A Palestinian worker walks past the Gaza Strip’s only power plant in Gaza City
A Palestinian worker walks past the Gaza Strip’s only power plant in Gaza City, in 2008. The Gaza Strip's sole power plant has shut down for the second time in two weeks on shortage of fuel, despite a deal with Egypt, the territory's energy authority said Tuesday. © Mahmud Hams - AFP
A Palestinian worker walks past the Gaza Strip’s only power plant in Gaza City
AFP
Last updated: February 28, 2012

Gaza electricity plant shuts down again

The Gaza Strip's sole power plant has shut down for the second time in two weeks on shortage of fuel, despite a deal with Egypt, the territory's energy authority said Tuesday.

The plant, which supplies close to a third of the electricity in Gaza, shut down on February 14 because of an apparent interruption in the supply of fuel to the territory, before restarting operations partially on February 21.

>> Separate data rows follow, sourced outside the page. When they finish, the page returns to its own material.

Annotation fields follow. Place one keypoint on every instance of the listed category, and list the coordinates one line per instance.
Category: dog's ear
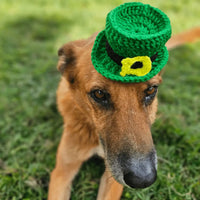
(67, 61)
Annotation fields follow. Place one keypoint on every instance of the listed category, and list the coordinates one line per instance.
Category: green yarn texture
(132, 29)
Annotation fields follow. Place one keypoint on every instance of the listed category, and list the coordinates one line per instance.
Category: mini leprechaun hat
(131, 48)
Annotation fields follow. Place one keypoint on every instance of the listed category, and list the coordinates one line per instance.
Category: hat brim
(111, 70)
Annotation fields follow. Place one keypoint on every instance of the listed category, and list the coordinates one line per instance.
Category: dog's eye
(150, 93)
(100, 96)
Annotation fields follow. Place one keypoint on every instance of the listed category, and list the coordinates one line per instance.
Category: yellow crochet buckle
(138, 66)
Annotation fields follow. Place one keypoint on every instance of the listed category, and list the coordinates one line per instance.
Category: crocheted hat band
(117, 58)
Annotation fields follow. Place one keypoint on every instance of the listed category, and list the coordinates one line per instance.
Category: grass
(30, 125)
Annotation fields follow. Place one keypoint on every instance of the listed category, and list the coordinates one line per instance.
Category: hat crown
(134, 29)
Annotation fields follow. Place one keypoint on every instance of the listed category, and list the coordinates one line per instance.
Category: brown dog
(108, 118)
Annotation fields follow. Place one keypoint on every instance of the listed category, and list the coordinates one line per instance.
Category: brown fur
(123, 127)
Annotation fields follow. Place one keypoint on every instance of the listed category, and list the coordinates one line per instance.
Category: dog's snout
(139, 172)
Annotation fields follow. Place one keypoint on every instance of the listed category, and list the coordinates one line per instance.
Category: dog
(108, 118)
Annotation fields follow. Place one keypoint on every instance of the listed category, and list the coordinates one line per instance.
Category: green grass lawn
(31, 127)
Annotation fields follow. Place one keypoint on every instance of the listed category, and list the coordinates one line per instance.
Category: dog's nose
(140, 173)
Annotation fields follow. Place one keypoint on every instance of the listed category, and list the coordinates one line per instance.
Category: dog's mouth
(134, 172)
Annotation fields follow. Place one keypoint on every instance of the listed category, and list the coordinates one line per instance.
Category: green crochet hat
(132, 46)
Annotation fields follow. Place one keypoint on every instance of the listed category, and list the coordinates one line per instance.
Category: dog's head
(122, 114)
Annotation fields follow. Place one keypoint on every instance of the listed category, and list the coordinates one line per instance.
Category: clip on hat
(132, 46)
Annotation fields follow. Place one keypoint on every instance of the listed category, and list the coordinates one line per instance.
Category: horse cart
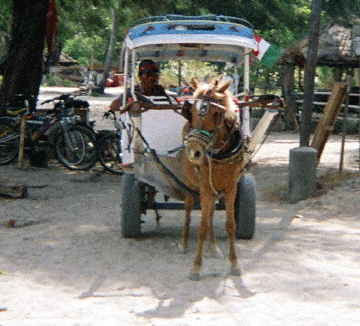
(152, 142)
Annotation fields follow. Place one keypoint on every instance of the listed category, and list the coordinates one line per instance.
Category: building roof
(337, 48)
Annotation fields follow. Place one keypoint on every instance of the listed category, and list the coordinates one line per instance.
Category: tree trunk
(23, 68)
(288, 86)
(311, 62)
(114, 19)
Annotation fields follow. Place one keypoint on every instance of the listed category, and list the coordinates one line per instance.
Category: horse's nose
(195, 153)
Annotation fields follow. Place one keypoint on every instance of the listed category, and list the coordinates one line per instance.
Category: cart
(152, 139)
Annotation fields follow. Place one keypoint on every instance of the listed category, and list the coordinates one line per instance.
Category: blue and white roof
(205, 38)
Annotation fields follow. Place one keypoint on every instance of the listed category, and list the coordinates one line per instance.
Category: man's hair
(147, 65)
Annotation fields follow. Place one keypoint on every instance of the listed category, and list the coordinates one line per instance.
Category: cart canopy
(205, 38)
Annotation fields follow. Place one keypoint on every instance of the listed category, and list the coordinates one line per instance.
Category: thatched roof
(336, 48)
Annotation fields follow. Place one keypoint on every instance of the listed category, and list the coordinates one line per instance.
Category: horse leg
(184, 243)
(207, 206)
(213, 246)
(230, 230)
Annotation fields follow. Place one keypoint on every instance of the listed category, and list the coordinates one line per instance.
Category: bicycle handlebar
(65, 97)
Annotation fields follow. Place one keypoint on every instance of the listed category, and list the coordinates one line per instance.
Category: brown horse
(212, 164)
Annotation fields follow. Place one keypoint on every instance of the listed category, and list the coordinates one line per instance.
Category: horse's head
(211, 119)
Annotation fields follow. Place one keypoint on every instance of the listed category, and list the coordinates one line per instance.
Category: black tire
(109, 153)
(130, 207)
(245, 208)
(82, 155)
(9, 143)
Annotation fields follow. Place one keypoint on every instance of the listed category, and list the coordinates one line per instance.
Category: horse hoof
(216, 252)
(235, 272)
(194, 277)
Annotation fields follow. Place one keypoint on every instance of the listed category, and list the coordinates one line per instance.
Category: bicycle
(109, 145)
(74, 144)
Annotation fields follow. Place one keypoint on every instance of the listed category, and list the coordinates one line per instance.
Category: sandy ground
(65, 262)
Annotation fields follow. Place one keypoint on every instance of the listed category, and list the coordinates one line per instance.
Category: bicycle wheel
(245, 208)
(9, 143)
(76, 148)
(109, 153)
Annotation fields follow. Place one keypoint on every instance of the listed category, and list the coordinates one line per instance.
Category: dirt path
(65, 263)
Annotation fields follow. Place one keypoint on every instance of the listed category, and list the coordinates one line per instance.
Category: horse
(212, 162)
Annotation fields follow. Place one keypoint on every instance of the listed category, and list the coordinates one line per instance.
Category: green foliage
(84, 26)
(85, 49)
(203, 71)
(54, 80)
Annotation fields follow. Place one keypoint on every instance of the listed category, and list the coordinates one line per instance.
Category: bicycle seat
(16, 111)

"The only electricity plant in the Gaza Strip has stopped operations for the second time in two weeks because of the depletion of the limited fuel deliveries that we used for the last few days," the energy authority said in a statement.

The authority stressed to Egypt "the need to accelerate the provision of fuel to Gaza via official means and in a quantity sufficient to operate the electricity plant, guaranteeing its operation and alleviating the suffering of Palestinian citizens."

Last Thursday, Hamas announced it had reached a "comprehensive agreement" with Egypt to permanently end the electricity crisis in Gaza, in a three-stage deal that would include increased fuel and electricity deliveries.

Under the accord, the group said, Egyptian companies would begin immediately supplying fuel directly to Gaza, the Islamic Development Bank would fund an upgrade of the electricity plant, and Gaza's electrical grid would eventually be hooked up to Egypt.

Before the deal was announced, Egypt had already said it would provide an extra 22 megawatts of electricity to the Gaza Strip.

Gaza has long suffered outages because of shortages at its power plant, which has a maximum capacity of 140 megawatts but for some years has only been able to generate around half of that when operational.

In recent weeks the situation has worsened because of the shortage of fuel, most of which is smuggled through cross-border tunnels from Egypt.